He yawns. “Do you want me to?”
“No, but thank you for asking.”
“Okay.” He’s asleep before I turn out the light.
My hands are shaking when I close their door. And then I walk. Down the hall. Past the gallery. To the study.
They’re here. Roman in his usual chair, back straight, eyes unreadable while he reads. Victor by the window, one hand resting on the sill like he’s debating jumping through it, the other hand taken by a glass of something rich and red. Nikolai leaning against the bookshelf, arms crossed, expression cool but shadowed, checking his phone.
They look up as I enter.
I don’t sit. I don’t smile. I close the door. “It was you. The three of you. The night Ivy was conceived.”
They remain in their positions, preternaturally still.
“Ivy,” I say. “She’s yours. I just thought you deserved to know.”
No one speaks. They just stare.
14
ROMAN
The room is still.
The clock ticks on the wall. The fire crackles low, untouched since earlier this afternoon. The scent of the woodsmoke’s faded into something faint, something you don’t notice unless you’ve got nothing else to hold on to.
And right now, I’ve got nothing else.
Saffron’s words are still hanging in the air, hovering like something with weight. Like a knife suspended by thread.
“She’s yours,” she said.
Victor is standing just to my left, posture straight, but not tense—yet. Nikolai hasn’t moved. His arms are still crossed, his expression unreadable in that way he’s perfected over the years. None of us have budged. I’m not sure we could.
I haven’t looked away from her. I can’t. Because if I do, I might break the spell. And I need the spell. I need a moment longer where everything still feelsalmostlike it did ten seconds ago—before she said it.
Ivy. Our daughter.
Ours.
I swallow hard. My throat is dry. “Say that again.”
Her eyes don’t waver. She’s standing firm, arms loose at her sides, no anger in her face. Just…restraint. “Ivy is your daughter,” she says. “All of yours. The way Mila and Alex are all of yours.”
My mouth opens, but nothing comes out at first. Victor’s staring at the floor, jaw tight. Nikolai hasn’t moved. I’m not sure he’s breathing. I look back to Saffron. “How do you know?”

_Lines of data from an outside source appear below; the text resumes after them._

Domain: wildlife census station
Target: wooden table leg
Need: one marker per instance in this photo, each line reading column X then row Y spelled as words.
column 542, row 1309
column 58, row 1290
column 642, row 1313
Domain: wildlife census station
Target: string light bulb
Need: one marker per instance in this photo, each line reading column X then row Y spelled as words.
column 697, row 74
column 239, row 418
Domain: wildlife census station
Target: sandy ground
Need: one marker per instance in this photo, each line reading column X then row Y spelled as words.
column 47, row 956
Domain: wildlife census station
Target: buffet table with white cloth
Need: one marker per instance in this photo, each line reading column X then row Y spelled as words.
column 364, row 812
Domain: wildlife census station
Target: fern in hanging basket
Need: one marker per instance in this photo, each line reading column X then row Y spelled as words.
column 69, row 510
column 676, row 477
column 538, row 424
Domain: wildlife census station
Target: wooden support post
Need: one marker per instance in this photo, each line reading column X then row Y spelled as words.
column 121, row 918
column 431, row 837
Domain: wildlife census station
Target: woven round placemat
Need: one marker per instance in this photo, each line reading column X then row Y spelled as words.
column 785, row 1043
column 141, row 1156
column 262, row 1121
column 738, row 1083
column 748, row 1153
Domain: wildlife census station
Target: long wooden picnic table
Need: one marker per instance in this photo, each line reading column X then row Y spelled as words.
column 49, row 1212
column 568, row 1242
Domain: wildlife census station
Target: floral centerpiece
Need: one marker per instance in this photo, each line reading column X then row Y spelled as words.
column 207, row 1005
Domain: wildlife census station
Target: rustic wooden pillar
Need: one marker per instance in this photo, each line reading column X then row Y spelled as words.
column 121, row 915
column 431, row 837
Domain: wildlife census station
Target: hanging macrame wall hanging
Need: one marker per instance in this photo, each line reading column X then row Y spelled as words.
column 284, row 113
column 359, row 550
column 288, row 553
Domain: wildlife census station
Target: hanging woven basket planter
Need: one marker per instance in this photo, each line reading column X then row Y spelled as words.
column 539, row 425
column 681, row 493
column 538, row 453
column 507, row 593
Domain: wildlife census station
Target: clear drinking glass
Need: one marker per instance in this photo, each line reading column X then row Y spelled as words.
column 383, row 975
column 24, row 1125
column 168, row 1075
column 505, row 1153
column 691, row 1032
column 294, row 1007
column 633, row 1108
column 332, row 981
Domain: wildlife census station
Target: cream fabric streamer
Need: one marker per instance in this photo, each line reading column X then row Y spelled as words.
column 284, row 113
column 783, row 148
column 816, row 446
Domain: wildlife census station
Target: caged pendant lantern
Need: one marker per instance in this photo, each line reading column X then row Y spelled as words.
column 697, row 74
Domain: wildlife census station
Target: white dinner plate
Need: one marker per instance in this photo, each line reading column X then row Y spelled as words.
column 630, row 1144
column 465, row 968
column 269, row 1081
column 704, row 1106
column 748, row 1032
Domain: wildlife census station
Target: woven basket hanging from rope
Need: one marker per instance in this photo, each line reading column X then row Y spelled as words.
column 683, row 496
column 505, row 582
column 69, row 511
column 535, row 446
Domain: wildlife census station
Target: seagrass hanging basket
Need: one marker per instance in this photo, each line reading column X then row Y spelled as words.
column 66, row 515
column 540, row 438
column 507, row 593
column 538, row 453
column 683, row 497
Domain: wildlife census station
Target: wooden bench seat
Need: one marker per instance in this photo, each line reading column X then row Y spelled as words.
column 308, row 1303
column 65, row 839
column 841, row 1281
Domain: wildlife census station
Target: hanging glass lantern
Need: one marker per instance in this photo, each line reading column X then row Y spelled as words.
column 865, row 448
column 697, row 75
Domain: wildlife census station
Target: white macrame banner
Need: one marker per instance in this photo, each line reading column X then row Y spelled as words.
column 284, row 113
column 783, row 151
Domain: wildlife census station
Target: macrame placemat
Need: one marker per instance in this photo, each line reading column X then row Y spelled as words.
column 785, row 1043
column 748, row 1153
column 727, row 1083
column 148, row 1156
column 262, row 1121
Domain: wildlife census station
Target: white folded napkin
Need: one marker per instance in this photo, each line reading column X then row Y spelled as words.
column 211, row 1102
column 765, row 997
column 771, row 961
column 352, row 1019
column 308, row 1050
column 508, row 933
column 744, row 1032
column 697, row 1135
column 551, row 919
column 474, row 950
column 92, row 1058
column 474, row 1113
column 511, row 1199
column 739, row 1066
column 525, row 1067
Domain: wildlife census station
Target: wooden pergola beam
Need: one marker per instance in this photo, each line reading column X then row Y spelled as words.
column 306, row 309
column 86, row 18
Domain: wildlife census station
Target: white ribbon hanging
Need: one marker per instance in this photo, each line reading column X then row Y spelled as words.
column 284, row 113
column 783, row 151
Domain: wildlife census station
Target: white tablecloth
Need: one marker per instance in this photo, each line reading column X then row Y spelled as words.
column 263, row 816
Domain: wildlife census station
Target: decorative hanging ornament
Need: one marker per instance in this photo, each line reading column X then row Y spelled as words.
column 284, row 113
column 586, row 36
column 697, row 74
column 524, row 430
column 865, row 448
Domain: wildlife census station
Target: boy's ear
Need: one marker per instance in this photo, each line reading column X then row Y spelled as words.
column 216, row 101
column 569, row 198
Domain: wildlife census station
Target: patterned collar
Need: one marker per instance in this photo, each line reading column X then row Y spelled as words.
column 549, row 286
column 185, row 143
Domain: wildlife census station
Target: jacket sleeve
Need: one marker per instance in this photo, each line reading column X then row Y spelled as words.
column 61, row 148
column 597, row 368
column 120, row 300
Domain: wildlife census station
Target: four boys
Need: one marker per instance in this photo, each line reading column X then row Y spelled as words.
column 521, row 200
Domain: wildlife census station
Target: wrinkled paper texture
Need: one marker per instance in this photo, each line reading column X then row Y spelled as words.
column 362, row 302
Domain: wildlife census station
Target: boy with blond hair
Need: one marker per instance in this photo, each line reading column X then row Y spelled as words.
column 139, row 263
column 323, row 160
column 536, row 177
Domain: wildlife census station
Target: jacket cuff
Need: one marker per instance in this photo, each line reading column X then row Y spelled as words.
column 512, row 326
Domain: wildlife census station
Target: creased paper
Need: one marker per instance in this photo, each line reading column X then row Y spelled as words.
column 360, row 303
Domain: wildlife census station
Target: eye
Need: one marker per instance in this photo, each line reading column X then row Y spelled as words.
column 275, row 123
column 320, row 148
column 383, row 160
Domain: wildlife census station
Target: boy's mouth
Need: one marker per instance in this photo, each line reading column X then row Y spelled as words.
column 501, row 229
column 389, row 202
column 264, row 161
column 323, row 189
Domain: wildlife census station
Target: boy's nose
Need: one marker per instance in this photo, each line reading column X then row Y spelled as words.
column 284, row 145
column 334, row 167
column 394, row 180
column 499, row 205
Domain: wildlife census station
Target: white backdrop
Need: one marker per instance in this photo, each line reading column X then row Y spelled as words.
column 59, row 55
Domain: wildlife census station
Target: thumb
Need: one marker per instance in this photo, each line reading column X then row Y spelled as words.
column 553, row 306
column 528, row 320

She reaches into her back pocket—slowly, deliberately—and pulls out something flat and glossy. A photograph. She crosses the space between us, not all the way to the center, but close enough, and sets it down on the side table by the leather chair I usually claim.
“I found that today,” she says. “It was stuffed behind some folders. I wasn’t looking for it. I was trying to find art supplies for the kids.”
I pick up the photo with a hand I didn’t realize was shaking.
St. Carthan’s. Nikolai’s graduation day. I don’t say anything. My fingers grip the edges of the photo like it might fly away. I set it back down.
And I say, quiet, but clear, “What does this prove?”
She takes a breath for bravery. “I went to a party with my friends. Halloween. We were nineteen. I’d just started birth control. Didn’t know it needed more than a week to be effective. I thought…I thought I was safe. I’d never done anything like itbefore. I was…I don’t know. Looking to feel something. I’d just gotten dumped.”